Logotype for Sunoco LP

Sunoco (SUN) Q3 2024 earnings summary

Event summary combining transcript, slides, and related documents.

Logotype for Sunoco LP

Q3 2024 earnings summary

16 Jan, 2026

Executive summary

  • Delivered record Q3 2024 Adjusted EBITDA of $470 million, excluding $14 million in one-time transaction expenses, with strong performance across all business segments and successful integration of acquisitions.

  • Completed NuStar Energy L.P. acquisition, adding 9,500 miles of pipeline and 63 terminals, and issued 51.5 million common units valued at $2.85 billion.

  • Sold 204 convenience stores in West Texas, New Mexico, and Oklahoma to 7-Eleven for $1.0 billion, recognizing a $598 million gain.

  • Formed a Permian joint venture with Energy Transfer, combining crude oil and water gathering assets, with a 32.5% interest.

  • Confident in meeting full-year 2024 EBITDA guidance and expect another record year.

Financial highlights

  • Q3 2024 Adjusted EBITDA reached $470 million, a record for the partnership, and Adjusted Distributable Cash Flow was $349 million, with a coverage ratio of 2.3x for the quarter and 1.9x for the trailing 12 months.

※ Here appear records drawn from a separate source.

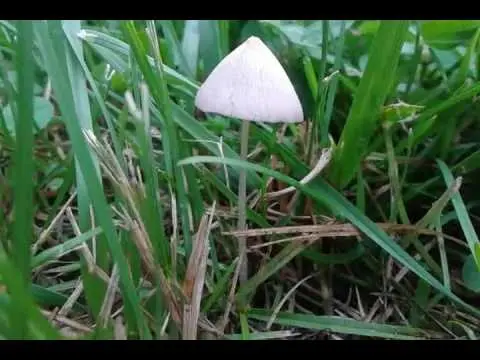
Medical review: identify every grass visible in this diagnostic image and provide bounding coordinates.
[0,20,480,340]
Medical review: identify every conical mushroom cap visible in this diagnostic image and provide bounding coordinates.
[195,36,303,123]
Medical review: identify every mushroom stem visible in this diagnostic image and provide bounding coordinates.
[237,120,250,283]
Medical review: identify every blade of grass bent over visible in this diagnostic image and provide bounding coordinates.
[178,156,480,315]
[9,21,35,339]
[35,20,151,339]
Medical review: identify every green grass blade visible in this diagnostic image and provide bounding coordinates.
[248,309,434,340]
[329,21,408,187]
[178,156,480,315]
[437,159,480,270]
[61,20,108,316]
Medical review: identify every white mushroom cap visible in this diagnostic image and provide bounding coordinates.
[195,36,303,123]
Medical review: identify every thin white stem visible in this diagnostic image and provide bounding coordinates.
[237,120,250,283]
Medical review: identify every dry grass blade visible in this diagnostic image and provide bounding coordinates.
[99,265,120,328]
[266,148,332,199]
[183,203,215,340]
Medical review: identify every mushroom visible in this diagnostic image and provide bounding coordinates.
[195,36,304,282]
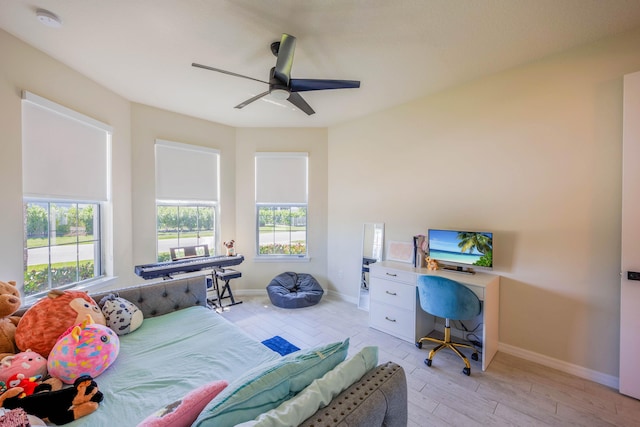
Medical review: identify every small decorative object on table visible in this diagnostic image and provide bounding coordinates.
[223,240,236,256]
[424,257,439,271]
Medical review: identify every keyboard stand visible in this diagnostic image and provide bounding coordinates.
[207,268,242,309]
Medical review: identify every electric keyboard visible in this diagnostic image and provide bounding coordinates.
[135,255,244,279]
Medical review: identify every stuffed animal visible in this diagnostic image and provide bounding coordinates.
[425,257,439,271]
[7,374,42,397]
[0,375,103,424]
[100,294,144,335]
[0,350,47,384]
[47,316,120,384]
[223,240,236,256]
[16,290,106,357]
[0,280,22,359]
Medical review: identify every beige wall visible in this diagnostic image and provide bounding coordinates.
[0,22,640,382]
[0,30,133,285]
[131,104,236,268]
[327,31,640,377]
[235,128,328,291]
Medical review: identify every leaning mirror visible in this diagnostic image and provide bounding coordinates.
[358,222,384,310]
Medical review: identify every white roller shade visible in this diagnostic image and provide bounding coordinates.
[256,153,308,204]
[156,140,219,202]
[22,92,111,201]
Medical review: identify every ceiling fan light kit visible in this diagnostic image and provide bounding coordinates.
[191,34,360,115]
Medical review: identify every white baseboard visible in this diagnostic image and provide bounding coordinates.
[498,343,619,390]
[233,289,358,305]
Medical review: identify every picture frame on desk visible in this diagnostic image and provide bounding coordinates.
[387,241,413,264]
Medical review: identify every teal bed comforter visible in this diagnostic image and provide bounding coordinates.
[66,306,280,427]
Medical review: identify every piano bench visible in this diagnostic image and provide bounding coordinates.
[216,268,242,282]
[207,268,242,309]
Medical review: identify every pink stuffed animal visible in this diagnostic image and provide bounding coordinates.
[0,350,47,384]
[47,316,120,384]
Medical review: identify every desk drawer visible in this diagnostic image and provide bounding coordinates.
[369,277,416,312]
[371,265,417,285]
[369,301,416,342]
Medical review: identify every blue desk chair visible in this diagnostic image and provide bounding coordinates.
[416,276,481,376]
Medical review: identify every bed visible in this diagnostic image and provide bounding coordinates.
[47,276,407,427]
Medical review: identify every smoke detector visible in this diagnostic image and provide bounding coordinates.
[36,9,62,28]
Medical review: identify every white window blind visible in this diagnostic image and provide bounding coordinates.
[156,139,220,202]
[22,91,112,201]
[256,153,308,204]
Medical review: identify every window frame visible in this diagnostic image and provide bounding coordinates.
[23,197,106,299]
[21,90,114,304]
[254,152,310,262]
[256,203,309,260]
[156,200,220,262]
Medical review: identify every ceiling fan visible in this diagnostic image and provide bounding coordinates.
[191,34,360,115]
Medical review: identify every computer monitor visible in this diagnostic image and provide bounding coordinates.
[429,229,493,271]
[169,245,209,261]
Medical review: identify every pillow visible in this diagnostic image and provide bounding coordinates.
[100,294,143,335]
[138,380,228,427]
[238,347,378,427]
[192,338,349,427]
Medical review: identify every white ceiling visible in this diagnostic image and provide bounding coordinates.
[0,0,640,127]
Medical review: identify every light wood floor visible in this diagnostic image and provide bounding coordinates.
[222,295,640,426]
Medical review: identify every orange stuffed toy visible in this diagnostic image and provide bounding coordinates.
[0,280,22,359]
[16,290,107,358]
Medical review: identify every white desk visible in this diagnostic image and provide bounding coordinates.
[369,261,500,371]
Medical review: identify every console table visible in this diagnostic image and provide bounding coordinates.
[369,261,500,371]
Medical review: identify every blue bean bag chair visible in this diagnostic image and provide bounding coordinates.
[267,271,324,308]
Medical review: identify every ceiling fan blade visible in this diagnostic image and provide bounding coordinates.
[233,91,269,109]
[191,62,269,84]
[291,79,360,92]
[274,34,296,86]
[288,93,315,116]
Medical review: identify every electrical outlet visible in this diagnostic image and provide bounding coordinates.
[627,271,640,280]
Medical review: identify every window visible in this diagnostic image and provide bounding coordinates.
[24,199,102,296]
[157,202,216,261]
[155,140,220,261]
[255,153,308,258]
[22,91,112,296]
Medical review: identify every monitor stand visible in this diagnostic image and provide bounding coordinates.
[442,265,476,274]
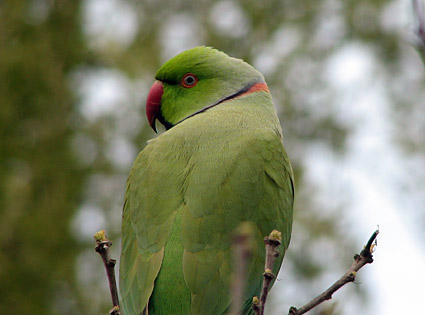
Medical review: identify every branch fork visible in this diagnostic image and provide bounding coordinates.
[93,230,121,315]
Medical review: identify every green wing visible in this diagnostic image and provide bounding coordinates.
[177,108,293,314]
[120,96,293,314]
[120,140,186,314]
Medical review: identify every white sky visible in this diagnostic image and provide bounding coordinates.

  • Q3 2024 revenue was $5.75 billion, down from $6.32 billion in Q3 2023; net income for Q3 2024 was $2 million, down from $272 million in Q3 2023, mainly due to higher expenses and one-time transaction costs.

  • Q3 2024 EPS was $(0.26) compared to $2.99 in Q3 2023; cash distributions per unit for Q3 2024 were $0.8756, up from $0.8420 in Q3 2023.

  • Cash flow from operations for the nine months was $426 million, up slightly from $416 million year-over-year.

  • Long-term debt at September 30, 2024 was $7.3 billion, with $1.4 billion liquidity available on the $1.5 billion revolver.

Outlook and guidance

  • Expect to deliver on 2024 EBITDA guidance and anticipate another record year, with bullish outlook for all business segments and industry fundamentals expected to remain supportive.

  • Plan to provide formal 2025 guidance and business outlook in December.

  • Anticipate multi-year distribution increases and continued growth in DCF per LP unit.

  • Expects to spend approximately $120 million in maintenance capital and at least $300 million in growth capital for full year 2024.

  • Ongoing sources of liquidity include cash from operations, $1.42 billion in credit facility capacity, and potential debt or equity issuance.